Comparable to pine I'd figure??  The price is right so I'd try some out...


----------



## Jags (Oct 19, 2009)

All properly seasoned wood burns.  The only difference is how many pounds (BTU) per stick from one species to another.  If its that easy - grab it.  It will make fine shoulder season wood, when you only want a short hot fire for warming things up a bit.


----------



## prajna101 (Oct 19, 2009)

Yeah I am thinking I will have to shovel it into the stove pretty often.  So I just burn it during the evenings, and then load a set of good big stuff for the all night burns,

t


----------



## gzecc (Oct 19, 2009)

I had a similar thought when I saw my first Sequoia.  My exact thought (that I said to my son) was "man, Sequoia wood must suck to build or use as firewood, if it was good, it would all be gone! Can you imagine how much wood is in one of those trees?  The first europeans to see those trees must have been drooling!  I bet they were dissappointed when they cut them down.  If not, they would all be gone!


----------



## rdust (Oct 19, 2009)

gzecc said:
			
		

> I had a similar thought when I saw my first Sequoia.  My exact thought (that I said to my son) was "man, Sequoia wood must suck to build or use as firewood, if it was good, it would all be gone! Can you imagine how much wood is in one of those trees?  The first europeans to see those trees must have been drooling!  I bet they were dissappointed when they cut them down.  If not, they would all be gone!

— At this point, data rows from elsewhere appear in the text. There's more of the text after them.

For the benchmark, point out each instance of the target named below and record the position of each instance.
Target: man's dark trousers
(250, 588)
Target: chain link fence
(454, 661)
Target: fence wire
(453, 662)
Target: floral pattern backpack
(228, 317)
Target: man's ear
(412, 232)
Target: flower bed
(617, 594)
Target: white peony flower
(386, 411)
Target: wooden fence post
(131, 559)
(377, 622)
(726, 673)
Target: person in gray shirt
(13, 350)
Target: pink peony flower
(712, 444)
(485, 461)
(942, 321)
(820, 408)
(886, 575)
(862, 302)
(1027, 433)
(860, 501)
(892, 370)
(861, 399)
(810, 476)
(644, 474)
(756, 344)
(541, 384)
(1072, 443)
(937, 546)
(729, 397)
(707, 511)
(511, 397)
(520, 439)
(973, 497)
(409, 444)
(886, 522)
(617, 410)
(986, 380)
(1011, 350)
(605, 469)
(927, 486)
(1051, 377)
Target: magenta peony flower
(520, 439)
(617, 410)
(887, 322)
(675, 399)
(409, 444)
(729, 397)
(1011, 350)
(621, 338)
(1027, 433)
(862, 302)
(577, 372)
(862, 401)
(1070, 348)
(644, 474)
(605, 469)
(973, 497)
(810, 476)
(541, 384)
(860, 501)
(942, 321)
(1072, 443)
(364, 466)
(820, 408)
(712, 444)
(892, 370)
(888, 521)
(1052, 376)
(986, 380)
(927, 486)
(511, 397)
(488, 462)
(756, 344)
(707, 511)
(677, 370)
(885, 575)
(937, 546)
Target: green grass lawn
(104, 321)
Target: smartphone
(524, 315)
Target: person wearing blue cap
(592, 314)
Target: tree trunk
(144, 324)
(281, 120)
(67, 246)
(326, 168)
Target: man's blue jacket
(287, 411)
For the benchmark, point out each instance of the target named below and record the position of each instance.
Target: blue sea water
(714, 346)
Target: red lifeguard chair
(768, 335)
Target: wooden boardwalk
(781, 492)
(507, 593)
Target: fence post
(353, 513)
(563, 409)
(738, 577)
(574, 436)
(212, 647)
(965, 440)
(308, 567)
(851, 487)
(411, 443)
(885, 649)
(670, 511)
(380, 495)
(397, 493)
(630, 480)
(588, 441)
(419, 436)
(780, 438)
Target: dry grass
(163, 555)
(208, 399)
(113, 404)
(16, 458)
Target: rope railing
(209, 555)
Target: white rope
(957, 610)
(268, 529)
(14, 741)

When I toured the Yosemite Sequoia groves they said how many acres of pine it took to equal one Giant Sequoia and the number was large(staggering) although I can't remember then exact number now.


----------



## prajna101 (Oct 19, 2009)

That got be to thinking.  I had to go look up the area of a cylinder equation.  I figure the sequoia out my office window contains one cord of wood for each 2 ft long round!  That tree has to be a couple hundred feet tall, so. . . That is 100 cords of wood in one tree  Wow.  If they ever fell the whole thing, I will be set.  

t


----------



## TreePapa (Oct 19, 2009)

I resemble that remark.

;-}

- Sequoia
(which is my "real" name, or at least the first name on my D/L and other ID)


----------



## prajna101 (Oct 19, 2009)

Yeah, I figured that out when I tried to search the forum.  I found every post you ever made.  

t


----------



## kenny chaos (Oct 19, 2009)

TreePapa said:
			
		

> I resemble that remark.
> 
> ;-}
> 
> ...





And I imagine you've been burned before.


----------



## Bigg_Redd (Oct 20, 2009)

TriTodd said:
			
		

> I have been lurking and finally have a reason to post.  Does anyone have experience burning sequoia?  I have access to a pretty much unlimited supply of branches that have fall off of some of the trees at my work.  I have been walking past them for about a year now thinking the piles were twigs, but I find that those branches are 5-7 inches in diameter (everything looks small under those trees).  These are dead branches that the arborists cut down and pile up before they fall and kill someone.  So they are bone dry.  Been dead for years hanging in the trees.  I bucked up about 1/2 cord and brought them home and I didnt even put a dent in the pile.  Its too warm to try them out, so I am asking whether I should go get more or leave them for something denser.
> 
> I must admit that hauling armloads of them is sure easy compared with the oak and maple that I am used to.  Its hard to pass up such easy pickings, but I dont want to load up on something that is useless.
> 
> ...



Here's my thought: burn a sh_tload of them branches and report back to us how it went.


----------



## KeepItNatural (Oct 20, 2009)

I'd say just take them.  Even if they aren't "ideal", they're free... which, actually is ideal.
If you're not getting wonderful burn times out of it, mix them in with some better burning stuff, or as other people have suggested just use it during the shoulder seasons or in a pinch or what-have-you.
But, my departing words are to just take it all.


----------



## myzamboni (Oct 20, 2009)

mix it with your other wood.  It doesn't throw a ton of heat, but the glowing coals are a nice sight.


----------



## Birdman1 (Oct 20, 2009)

rsgBJJfighter said:
			
		

> I'd say just take them.  Even if they aren't "ideal", they're free... which, actually is ideal.
> If you're not getting wonderful burn times out of it, mix them in with some better burning stuff, or as other people have suggested just use it during the shoulder seasons or in a pinch or what-have-you.
> But, my departing words are to just take it all.



+1
Take it all


----------



## efoyt (Oct 20, 2009)

The guy next door planted a Sequoia two years ago.  They grow fast, I think i't over 6 feet and it was started as a 1 footer.  Maybe in 75 years I can get some free branchs  He burns but I don't think he burns pine.


----------



## basswidow (Oct 20, 2009)

I've been to the Gen Sherman in Sequoia National Forest.  Being from the east,  it's an incredible site - it was growing before Jesus.  If you have these outside your office window - consider your view blessed.  I would think a fallen sequoia would be far more valuable as lumber then firewood.  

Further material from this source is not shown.